Although the proper use of the tidelands and tideland revenue is a statewide affair ( People v. City of Long Beach, 51 Cal.2d 875, 883 [5] [ 338 P.2d 177]; Mallon v. City of Long Beach, 44 Cal.2d 199, 209 [9] [ 282 P.2d 481]; City of Long Beach v. Morse, 31 Cal.2d 254, 261 et seq. [ 188 P.2d 17]), this does not mean that the administration of the trust is in all matters a statewide affair. ( Cf. Douglass v. City of Los Angeles, 5 Cal.2d 123, 128 [2] [ 53 P.2d 353]; Helbach v. City of Long Beach, 50 Cal.App.2d 242, 246 [3] [ 123 P.2d 62].)
Defendant municipality is a charter city, and until the Legislature acts to provide otherwise, the manner in which it effectuates the purposes of the tidelands trust, including the manner in which it conducts negotiations for the leasing of the lands, is a municipal affair. (Cal. Const., art. XI, §§ 6, 8; cf. Dynamic Industries Co. v. City of Long Beach, 159 Cal.App.2d 294, 299 [5] [323 P.2d 768] [hearing denied by the Supreme Court].)
At the time the lease was executed (December 28, 1956) and ratified (January 14, 1957), there was no relevant charter or statutory provision directing the manner in which the lands were to be leased.
In 1959 the Legislature enacted specific legislation governing the procedures by which oil and gas leases are to be granted by municipalities. It requires advance publication of a resolution which specifies the minimum royalty, the term of the lease, its form, and one variable, biddable factor on which sealed bids are to be received. The lease must go to the highest responsible bidder. This legislation applies to cities operating under the general laws with respect to all oil and gas leases, and to charter cities only with respect to tide and submerged lands granted in trust to them by the state. (Pub.

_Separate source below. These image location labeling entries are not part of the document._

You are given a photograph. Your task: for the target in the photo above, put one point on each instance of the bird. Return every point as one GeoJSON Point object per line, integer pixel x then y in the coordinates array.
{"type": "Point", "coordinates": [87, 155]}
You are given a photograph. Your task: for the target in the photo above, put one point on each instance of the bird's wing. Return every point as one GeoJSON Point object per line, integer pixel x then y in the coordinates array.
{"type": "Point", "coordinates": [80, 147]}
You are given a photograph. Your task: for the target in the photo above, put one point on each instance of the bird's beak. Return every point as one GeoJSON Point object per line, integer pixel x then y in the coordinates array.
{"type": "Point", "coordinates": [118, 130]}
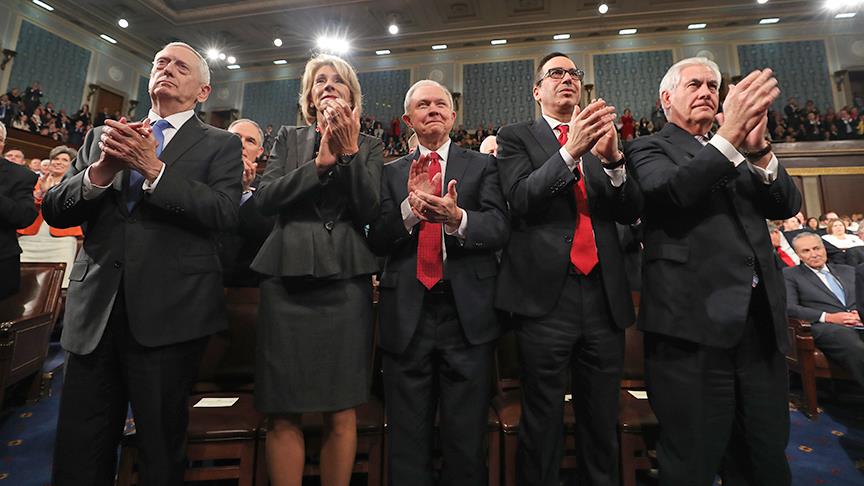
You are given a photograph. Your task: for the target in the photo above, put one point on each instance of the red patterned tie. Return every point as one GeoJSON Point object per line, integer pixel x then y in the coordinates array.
{"type": "Point", "coordinates": [583, 251]}
{"type": "Point", "coordinates": [430, 258]}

Resources Code, §§ 7058.5, 7059, 7060, 7061.)
All that was required of defendant municipality was that its agents act fairly in all matters respecting the proper discharge of their duties. ( West etc. Ins. Co. v. Glenn etc. Irr. Dist., 50 Cal.App.2d 204, 209 [2] [ 122 P.2d 595].) Since it was stipulated that there was no actual fraud, corruption, bad faith, or undue influence, there is no basis for contending that they did not act fairly.
On the contrary, in view of the stipulation it must be found that defendant councilmen applied their honest, considered judgment to the problem at hand. Under such circumstances, they are answerable to the electorate, but not the courts, if they were mistaken or were wanting in business acumen. ( West etc. Ins. Co. v. Glenn etc. Irr. Dist., supra, at 209, 211.)
There is no merit in plaintiff's contention that though he stipulated there was no "actual fraud," he did not waive the fact that there was "constructive fraud," because (1) the trial court found, in effect, that there was no proof of constructive fraud, and (2) the record contains no evidence of constructive fraud, which fact was recognized by plaintiff in his oral argument, since he pointed only to facts which would have constituted actual, and not constructive, fraud.
Applying the above-stated rules of law to the undisputed factual situation in the present case, plaintiff as a taxpayer in his representative capacity cannot maintain the present action.
In view of the foregoing conclusion, it is unnecessary to discuss other questions argued by counsel.
The judgment is reversed.
Gibson, C.J., Traynor, J., Schauer, J., Peters, J., White, J., and Dooling, J., concurred.
Respondent's petition for a rehearing was denied January 9, 1962.